Field Marshal Slim is less well known than other Second World War generals, but is now widely regarded as the best. To the men under his command he was ‘Uncle Bill’, probably the most respected and loved military leader since the Duke of Marlborough. Born into an impoverished family in Bristol in 1891 and brought up in the Black Country, he was commissioned as a temporary Second Lieutenant on the outbreak of the First World War. Twice seriously wounded, in Gallipoli and Mesopotamia, he was awarded the Military Cross in 1918. After the war he was unable to remain an officer in the class-ridden British Army without private means and transferred to the Indian Army, where he developed an enduring affection for the Ghurkhas and began writing short stories to supplement his income.

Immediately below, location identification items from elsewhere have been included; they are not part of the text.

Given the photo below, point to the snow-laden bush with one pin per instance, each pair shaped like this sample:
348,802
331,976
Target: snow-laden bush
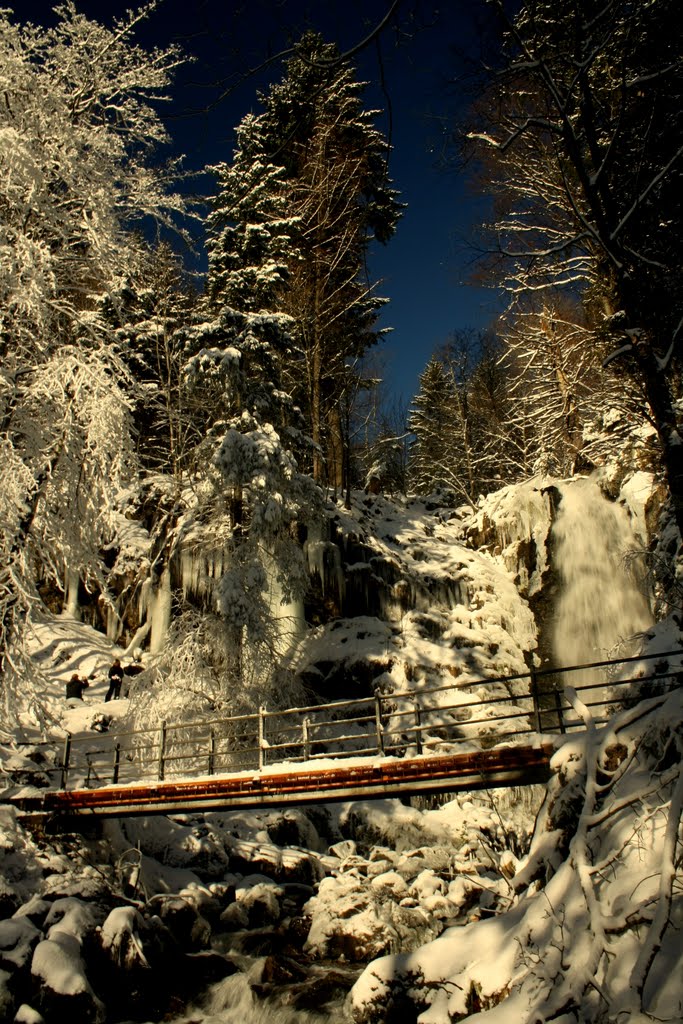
593,931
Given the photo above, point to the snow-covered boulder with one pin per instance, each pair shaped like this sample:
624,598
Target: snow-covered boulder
63,991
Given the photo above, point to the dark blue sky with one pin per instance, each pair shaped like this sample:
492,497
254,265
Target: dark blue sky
424,268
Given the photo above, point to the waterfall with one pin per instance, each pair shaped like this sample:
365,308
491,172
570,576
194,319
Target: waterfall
601,603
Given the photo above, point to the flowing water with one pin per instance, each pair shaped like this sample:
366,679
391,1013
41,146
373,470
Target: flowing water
232,1001
602,606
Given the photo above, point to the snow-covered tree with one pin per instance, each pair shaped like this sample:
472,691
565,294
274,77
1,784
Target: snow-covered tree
579,140
304,197
434,421
78,129
239,539
148,313
460,419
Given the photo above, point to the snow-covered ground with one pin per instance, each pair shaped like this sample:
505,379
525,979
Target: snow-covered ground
454,912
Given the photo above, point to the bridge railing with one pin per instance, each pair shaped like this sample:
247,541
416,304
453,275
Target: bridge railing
433,719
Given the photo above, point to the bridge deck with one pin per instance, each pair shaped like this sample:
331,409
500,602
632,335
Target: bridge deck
497,767
418,741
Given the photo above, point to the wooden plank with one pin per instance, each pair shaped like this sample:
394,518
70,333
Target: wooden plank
500,766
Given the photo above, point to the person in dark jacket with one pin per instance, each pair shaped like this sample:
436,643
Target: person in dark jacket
116,679
75,687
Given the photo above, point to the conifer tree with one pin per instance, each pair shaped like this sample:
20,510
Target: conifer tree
314,155
433,461
78,129
579,139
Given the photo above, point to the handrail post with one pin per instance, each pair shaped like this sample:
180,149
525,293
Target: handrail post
379,725
418,724
162,750
534,686
66,758
261,736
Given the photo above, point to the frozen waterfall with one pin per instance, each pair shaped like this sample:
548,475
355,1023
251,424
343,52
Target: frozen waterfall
601,603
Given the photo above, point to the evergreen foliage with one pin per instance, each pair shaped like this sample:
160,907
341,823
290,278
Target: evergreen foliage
305,195
78,129
579,139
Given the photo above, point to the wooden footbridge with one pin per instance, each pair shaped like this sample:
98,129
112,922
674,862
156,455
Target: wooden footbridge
487,733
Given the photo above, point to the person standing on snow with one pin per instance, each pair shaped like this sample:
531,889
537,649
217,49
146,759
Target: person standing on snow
75,687
116,679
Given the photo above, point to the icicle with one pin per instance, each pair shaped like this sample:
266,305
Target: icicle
324,559
160,612
72,608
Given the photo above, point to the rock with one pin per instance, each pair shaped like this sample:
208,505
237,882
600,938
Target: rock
18,938
86,888
7,999
121,939
317,991
204,900
63,991
190,930
279,970
346,848
9,899
261,902
27,1015
73,915
198,971
36,910
235,918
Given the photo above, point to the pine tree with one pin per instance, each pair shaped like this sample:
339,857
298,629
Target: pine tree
77,133
318,158
579,138
434,461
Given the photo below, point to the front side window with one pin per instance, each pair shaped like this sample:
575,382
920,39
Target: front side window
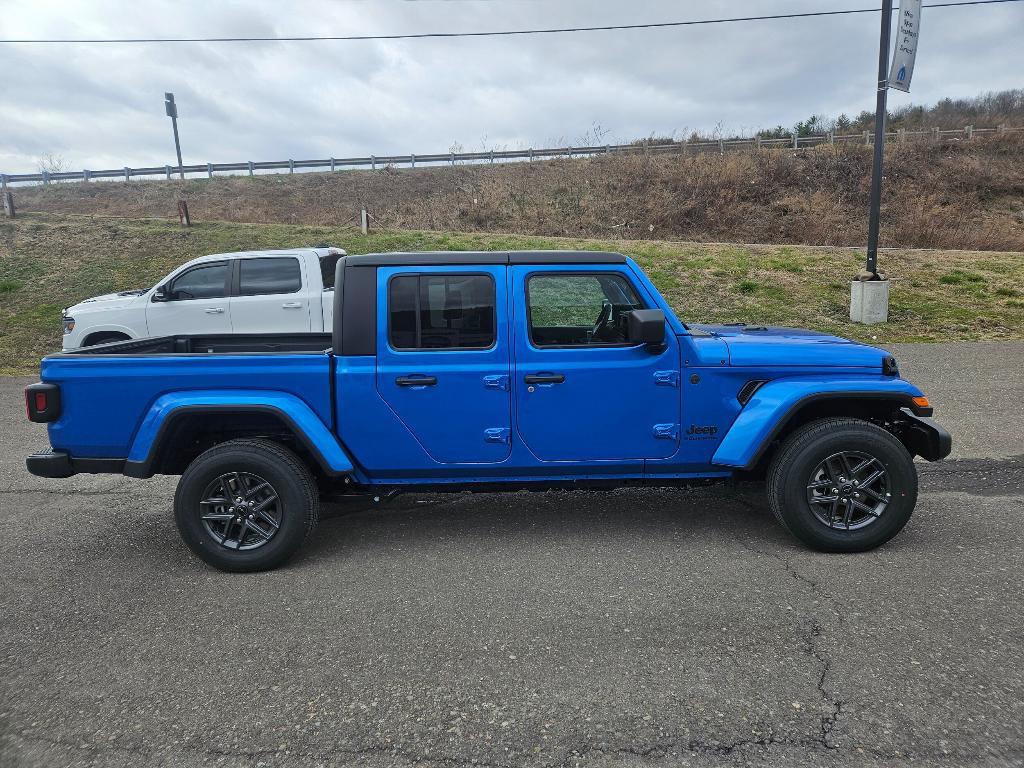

Slim’s career stalled between the wars, but during this time he developed the leadership techniques that would make him a national hero within a decade and which are still taught today at Sandhurst. Promotion came rapidly with the Second World War, and in March 1942 he was sent to Burma to take command of the British-Indian First Burma Corps, then in full flight from the advancing Japanese. Through the force of his leadership, Slim turned disorderly panic into a controlled military withdrawal across the border into India. Two years later, having raised and retrained the largest army ever assembled by Britain, Slim drove the enemy out of Burma and shattered the myth of Japanese invincibility which had hamstrung the Allied operations in the East for so long. Slim returned to Britain laden with awards and honours. He became a popular Governor-General of Australia in 1953, was raised to the peerage, and died in London in 1970.
This important biography will be written with the full cooperation of the Slim family, and Russell Miller has had access to all their papers.